Its study, of the path of a chemical gas cloud which contained the nerve agent Sarin, released when weapons were destroyed, reveals the extent to which British and American forces came into contact with it.

The Ministry of Defence has never acknowledged that illnesses endured by Gulf War veterans were caused by chemical weapons, but this new evidence will raise further suspicions among veterans that they have suffered because of it.

The long-term effects from low-level exposure to Sarin are unknown, but short-term exposure can cause watery eyes, tightness of chest, muscle twitching, sweating and headache. Higher dosages produce incapacitation and result in death.

An MoD spokesman said: "The revised plume covered areas in which some British units would have been located.

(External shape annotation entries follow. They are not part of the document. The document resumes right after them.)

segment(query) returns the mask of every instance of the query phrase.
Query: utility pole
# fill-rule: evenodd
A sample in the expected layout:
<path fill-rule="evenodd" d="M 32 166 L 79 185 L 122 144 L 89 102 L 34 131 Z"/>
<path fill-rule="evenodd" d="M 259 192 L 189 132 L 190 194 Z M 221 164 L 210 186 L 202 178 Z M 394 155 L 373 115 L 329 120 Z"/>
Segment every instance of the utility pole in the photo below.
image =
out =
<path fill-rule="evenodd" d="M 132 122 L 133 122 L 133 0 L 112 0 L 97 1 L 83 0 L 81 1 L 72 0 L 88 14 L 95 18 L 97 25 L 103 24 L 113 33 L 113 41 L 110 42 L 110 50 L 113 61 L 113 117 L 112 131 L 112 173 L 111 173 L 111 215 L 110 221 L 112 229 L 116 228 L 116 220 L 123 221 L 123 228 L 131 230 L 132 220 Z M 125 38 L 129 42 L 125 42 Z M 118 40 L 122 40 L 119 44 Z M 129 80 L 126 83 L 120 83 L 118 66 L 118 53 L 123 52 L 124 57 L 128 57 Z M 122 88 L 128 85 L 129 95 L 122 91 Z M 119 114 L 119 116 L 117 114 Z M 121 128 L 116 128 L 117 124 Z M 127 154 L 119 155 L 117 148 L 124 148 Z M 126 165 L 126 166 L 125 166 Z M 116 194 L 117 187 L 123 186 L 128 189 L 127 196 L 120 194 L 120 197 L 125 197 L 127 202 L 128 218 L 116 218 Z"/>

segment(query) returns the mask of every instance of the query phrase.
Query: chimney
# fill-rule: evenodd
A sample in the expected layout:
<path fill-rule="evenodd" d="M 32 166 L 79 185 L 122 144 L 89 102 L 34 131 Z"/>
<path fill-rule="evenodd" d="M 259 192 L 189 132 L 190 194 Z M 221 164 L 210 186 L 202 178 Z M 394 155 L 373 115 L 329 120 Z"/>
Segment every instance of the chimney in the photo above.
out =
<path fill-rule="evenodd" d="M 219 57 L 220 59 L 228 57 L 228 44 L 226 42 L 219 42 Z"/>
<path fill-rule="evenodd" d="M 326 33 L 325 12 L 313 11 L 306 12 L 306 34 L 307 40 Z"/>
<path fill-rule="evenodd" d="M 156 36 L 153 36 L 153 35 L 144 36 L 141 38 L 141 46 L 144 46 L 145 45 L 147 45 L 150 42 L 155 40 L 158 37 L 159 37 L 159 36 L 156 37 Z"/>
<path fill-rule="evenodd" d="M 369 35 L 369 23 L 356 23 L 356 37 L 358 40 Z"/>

The MoD has been seeking to identify these in the light of detailed modelling information received from the US Department of Defense and contemporary records of British troop locations."

The American authorities are seeking to make medical assessments of an additional 80,000 US troops. The research suggests that thousands of British troops based north-west of Kuwait City, such as those with the 4th Armoured Brigade, which included the Royal Scots and the Royal Regiment of Fusiliers, and regiments of the Royal Artillery, may have been exposed. The MoD spokes- man said John Reid, the Armed Forces Minister, briefed Gulf veterans' representatives last week, but no decisions have been made on what action to take.

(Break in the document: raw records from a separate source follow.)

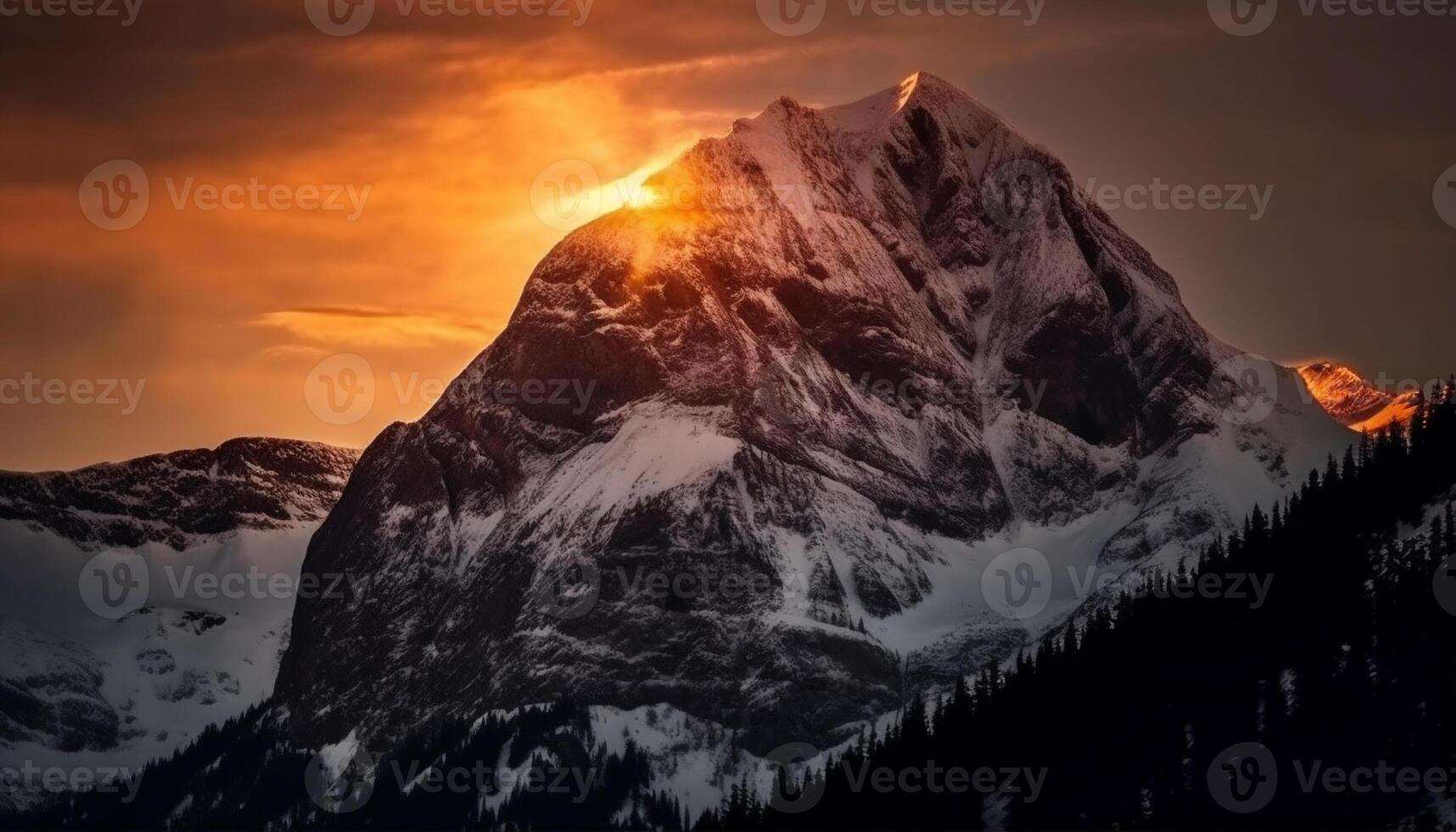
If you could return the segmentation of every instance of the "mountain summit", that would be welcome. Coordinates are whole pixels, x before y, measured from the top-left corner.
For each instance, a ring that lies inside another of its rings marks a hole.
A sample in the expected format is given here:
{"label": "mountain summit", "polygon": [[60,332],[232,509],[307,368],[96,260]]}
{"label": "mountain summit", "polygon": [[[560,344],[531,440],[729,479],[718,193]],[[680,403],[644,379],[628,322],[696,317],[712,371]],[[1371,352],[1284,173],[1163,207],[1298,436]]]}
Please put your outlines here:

The CIA study concludes: "The number of troops who have been exposed to very low levels remain a concern. We need to understand, through our epidemiological and medical work, the effects of low-level chemical exposure for our veterans now and for the future."

It had previously been believed that the 400 or so members of 32 Field Hospital, based in Saudi Arabia, were the only British troops in the path of the gas cloud. Several among those working with 32 Field Hospital are now suffering from debilitating conditions, including chronic fatigue, irritable bowel syndrome, memory loss, asthma, emphysema, painful joints and non-specific rashes.

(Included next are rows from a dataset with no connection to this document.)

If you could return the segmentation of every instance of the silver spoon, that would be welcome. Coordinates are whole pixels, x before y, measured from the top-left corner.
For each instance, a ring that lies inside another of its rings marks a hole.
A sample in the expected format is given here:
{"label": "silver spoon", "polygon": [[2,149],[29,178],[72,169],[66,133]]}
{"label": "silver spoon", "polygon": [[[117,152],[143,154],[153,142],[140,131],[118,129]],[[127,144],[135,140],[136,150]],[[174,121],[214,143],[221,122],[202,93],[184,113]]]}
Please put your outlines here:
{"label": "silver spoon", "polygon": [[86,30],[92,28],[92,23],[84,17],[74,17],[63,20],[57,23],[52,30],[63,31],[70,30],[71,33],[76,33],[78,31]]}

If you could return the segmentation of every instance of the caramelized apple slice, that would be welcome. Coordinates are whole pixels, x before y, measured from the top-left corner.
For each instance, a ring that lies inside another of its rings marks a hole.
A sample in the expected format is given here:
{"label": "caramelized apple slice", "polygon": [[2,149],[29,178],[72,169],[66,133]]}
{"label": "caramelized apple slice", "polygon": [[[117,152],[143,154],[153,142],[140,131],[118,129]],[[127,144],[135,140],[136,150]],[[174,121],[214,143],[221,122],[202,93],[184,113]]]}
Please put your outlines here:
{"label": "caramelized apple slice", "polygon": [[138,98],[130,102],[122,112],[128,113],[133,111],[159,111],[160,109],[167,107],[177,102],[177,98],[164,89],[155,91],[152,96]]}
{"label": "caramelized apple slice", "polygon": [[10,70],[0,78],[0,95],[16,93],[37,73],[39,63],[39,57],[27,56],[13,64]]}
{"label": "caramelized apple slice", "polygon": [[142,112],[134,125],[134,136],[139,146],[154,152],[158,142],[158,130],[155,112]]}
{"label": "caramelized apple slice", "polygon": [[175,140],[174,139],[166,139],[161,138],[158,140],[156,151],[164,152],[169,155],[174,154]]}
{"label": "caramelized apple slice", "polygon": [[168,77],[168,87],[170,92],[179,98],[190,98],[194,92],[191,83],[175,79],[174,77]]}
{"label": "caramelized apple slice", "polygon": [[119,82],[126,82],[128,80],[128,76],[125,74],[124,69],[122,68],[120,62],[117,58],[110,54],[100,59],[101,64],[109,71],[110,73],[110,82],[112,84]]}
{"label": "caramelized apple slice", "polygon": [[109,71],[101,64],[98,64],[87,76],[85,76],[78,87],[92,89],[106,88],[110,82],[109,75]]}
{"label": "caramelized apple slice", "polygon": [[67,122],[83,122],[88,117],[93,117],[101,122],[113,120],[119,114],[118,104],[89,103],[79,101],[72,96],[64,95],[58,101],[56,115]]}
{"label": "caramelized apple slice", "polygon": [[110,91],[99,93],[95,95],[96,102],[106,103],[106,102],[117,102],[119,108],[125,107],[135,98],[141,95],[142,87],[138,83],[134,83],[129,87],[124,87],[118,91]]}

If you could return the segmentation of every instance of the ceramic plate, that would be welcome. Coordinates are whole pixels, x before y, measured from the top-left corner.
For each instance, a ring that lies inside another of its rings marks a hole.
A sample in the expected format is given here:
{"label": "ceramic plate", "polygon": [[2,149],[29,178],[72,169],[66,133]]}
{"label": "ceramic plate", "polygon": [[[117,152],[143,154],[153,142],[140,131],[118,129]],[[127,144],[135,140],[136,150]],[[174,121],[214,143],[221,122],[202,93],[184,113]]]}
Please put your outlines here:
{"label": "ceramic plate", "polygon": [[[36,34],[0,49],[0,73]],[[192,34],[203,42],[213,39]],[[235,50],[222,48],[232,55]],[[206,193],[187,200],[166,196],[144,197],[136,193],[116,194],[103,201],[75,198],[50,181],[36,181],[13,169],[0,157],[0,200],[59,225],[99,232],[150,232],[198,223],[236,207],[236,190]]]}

The CIA researchers attempted to replicate the Khamisiyah explosion at the military testing ground at Dugway, Utah. The Khamisiyah pit was detonated by the Americans on 10 March 1991. During the next three days the wind changed repeatedly, wafting the gases from up to 500 chemical rockets across the desert. After the tests, the Americans revised their assessment of the risk area from a 25km radius of Khamisiyah to a distance of up to 450km. The US Department of Defense still maintains that the risk is low. Questioning of 7,400 US troops, among those based closest to Khamisiyah, revealed 99 per cent had no physical effects related to Sarin exposure.

Terry Walker had been in a forward position with the Royal Army Ordnance Corps: "The alarms had been put away and the NBC [nuclear, biological and chemical warfare] suits were not being used," he said.

Mr Walker, 38, can no longer work. He has rheumatoid arthritis and experiences flashbacks. Although he has been offered a full war pension, it has not been linked to service in the Gulf.